Hermes works alongside GitHub, helps shape coding tasks, and coordinates other agents, including coding tools such as opencode. I want a small team of tools with different strengths, wrapped in an operator layer. Not one giant agent doing everything.

It is also good at slow, repetitive research: comparing car hire, monitoring deals, summarising YouTube transcripts, filtering travel options. I still make the decision. Hermes does the trawling.

Link capture turns out to matter too. Drop a URL into Slack, and Hermes saves it to Linkwarden, tags it, and makes it searchable. Messy inputs become searchable outputs. That is the win.

Skills are where the value builds

A one-off prompt is disposable. A skill is reusable.

Once a workflow is captured, Hermes has a known way to do the job. It does not need to work it out again each time.

Some of mine are tiny. One tells Hermes to consult a stronger frontier model when a task calls for it. Another nudges it to search the web before answering from training data.

That second one matters more than it sounds. A lot of bad AI answers are not bad because the model is stupid. They are bad because the model confidently answers from stale training data when it should have checked.

The difference from just using ChatGPT

ChatGPT can tell me how to write a cron job. Hermes can run it, store the config, send the output to Telegram, and tell me when it fails.

ChatGPT can explain how to organise bookmarks. Hermes can watch a Slack channel and do it.

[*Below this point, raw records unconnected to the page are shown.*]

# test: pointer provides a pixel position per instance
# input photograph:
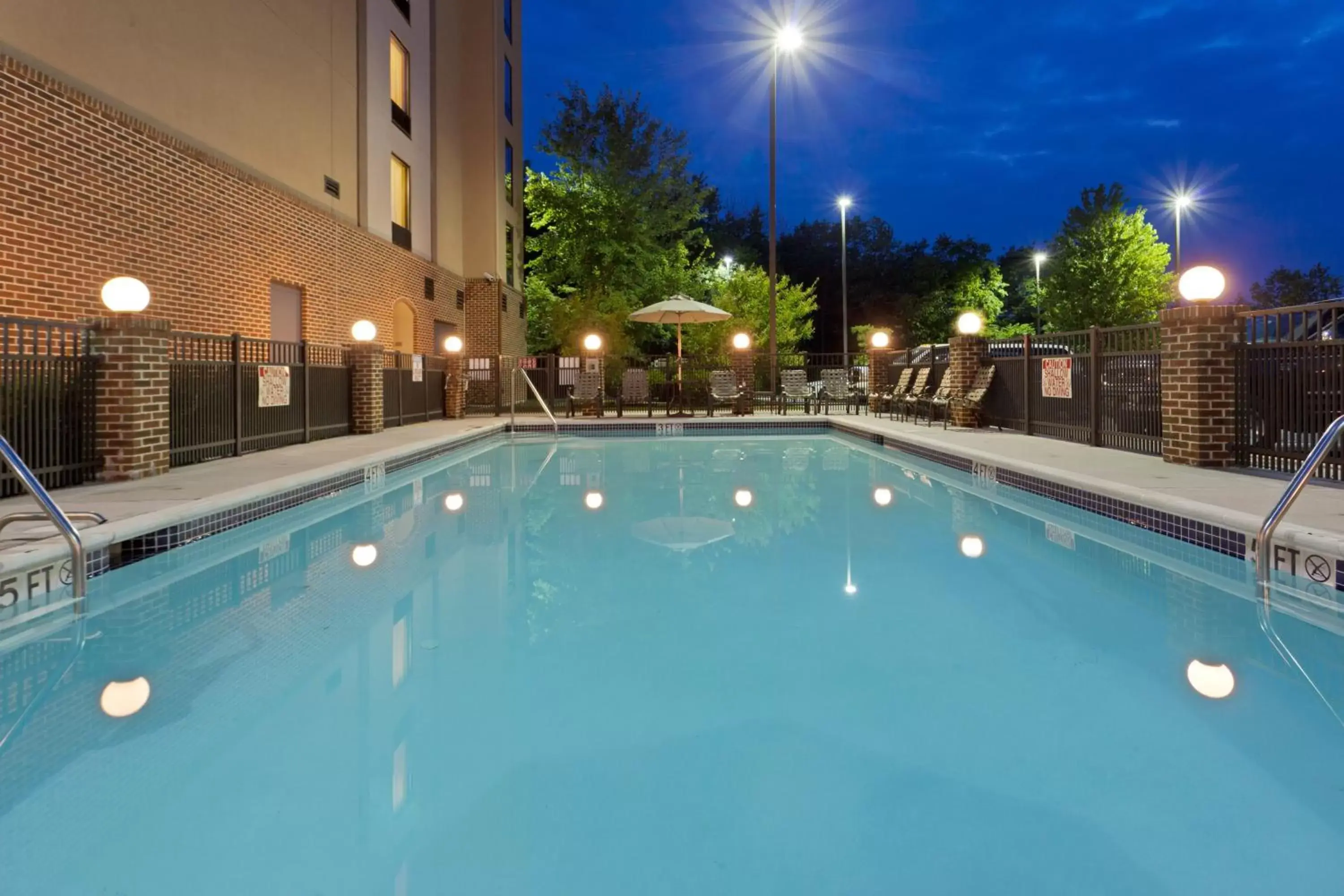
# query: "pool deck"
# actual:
(1237, 500)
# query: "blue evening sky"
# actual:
(984, 119)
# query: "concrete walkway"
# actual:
(1237, 500)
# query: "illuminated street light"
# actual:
(125, 296)
(788, 41)
(844, 202)
(969, 324)
(363, 332)
(1180, 202)
(1202, 284)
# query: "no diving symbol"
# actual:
(1318, 567)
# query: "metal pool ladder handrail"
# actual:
(1266, 535)
(541, 401)
(78, 570)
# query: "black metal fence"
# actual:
(1096, 388)
(232, 396)
(1289, 388)
(47, 402)
(413, 389)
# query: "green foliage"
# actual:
(745, 293)
(1108, 267)
(615, 228)
(1285, 288)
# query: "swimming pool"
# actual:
(685, 665)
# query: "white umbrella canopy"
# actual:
(681, 310)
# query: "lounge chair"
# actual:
(940, 400)
(635, 392)
(589, 392)
(835, 388)
(724, 390)
(910, 401)
(975, 397)
(882, 401)
(793, 388)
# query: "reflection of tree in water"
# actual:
(570, 570)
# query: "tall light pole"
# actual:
(1041, 260)
(1182, 203)
(844, 202)
(788, 41)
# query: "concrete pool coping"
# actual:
(187, 495)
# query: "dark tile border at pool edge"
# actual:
(1182, 528)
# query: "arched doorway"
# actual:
(404, 328)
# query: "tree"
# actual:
(745, 293)
(616, 226)
(1285, 288)
(1108, 268)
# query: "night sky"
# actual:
(986, 119)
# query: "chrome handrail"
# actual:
(1266, 535)
(541, 401)
(78, 570)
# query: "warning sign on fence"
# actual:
(1057, 378)
(272, 386)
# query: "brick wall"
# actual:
(1199, 383)
(89, 193)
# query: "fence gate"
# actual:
(1096, 388)
(47, 394)
(1289, 388)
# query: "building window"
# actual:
(401, 203)
(401, 85)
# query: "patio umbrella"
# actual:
(681, 310)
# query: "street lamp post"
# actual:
(844, 281)
(788, 41)
(1183, 202)
(1041, 260)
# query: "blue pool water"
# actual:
(671, 694)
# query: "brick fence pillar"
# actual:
(132, 410)
(744, 374)
(366, 389)
(968, 354)
(455, 388)
(879, 366)
(1199, 383)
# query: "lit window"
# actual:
(401, 202)
(401, 85)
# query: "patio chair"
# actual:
(635, 392)
(882, 400)
(940, 400)
(793, 388)
(835, 388)
(975, 397)
(589, 392)
(910, 401)
(724, 390)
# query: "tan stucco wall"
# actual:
(272, 86)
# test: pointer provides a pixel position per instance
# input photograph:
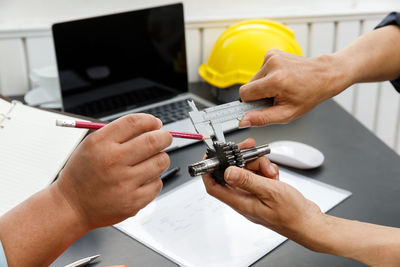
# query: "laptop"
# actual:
(129, 62)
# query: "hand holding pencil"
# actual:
(98, 125)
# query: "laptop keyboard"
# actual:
(172, 112)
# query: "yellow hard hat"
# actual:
(239, 52)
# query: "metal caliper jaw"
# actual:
(223, 156)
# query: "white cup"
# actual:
(46, 79)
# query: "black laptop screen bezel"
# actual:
(91, 72)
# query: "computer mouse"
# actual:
(295, 154)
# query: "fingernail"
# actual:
(244, 123)
(231, 175)
(159, 122)
(272, 170)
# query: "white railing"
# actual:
(376, 105)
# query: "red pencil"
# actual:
(98, 125)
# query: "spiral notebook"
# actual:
(32, 150)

ChatGPT can suggest how to manage school meals. Hermes can check the menu, place the orders, warn when funds are low, and add a reminder.

The model is not magically smarter. It has tools, memory, access, schedule and context.

The boundaries still matter

The more capable the agent becomes, the more the rules around it matter.

Run it somewhere isolated. Use narrow credentials where possible. Keep sensitive actions behind confirmation. Log important actions. Assume prompt injection is always possible. Treat third-party skills like untrusted code.

An agent that only chats can be wrong. An agent that runs commands can be wrong and break things. That changes the standard.

The real lesson

Agents become useful when they stop being generic.

Not because they become conscious or understand your life in some mystical way, but because the useful workflows become explicit. The agent learns where things are, which services matter, which alerts are noise, which jobs repeat, and which actions need approval.

That is where the value is. Not one amazing prompt. A growing pile of small, specific, boring capabilities.

For me, that is much more interesting than autonomy.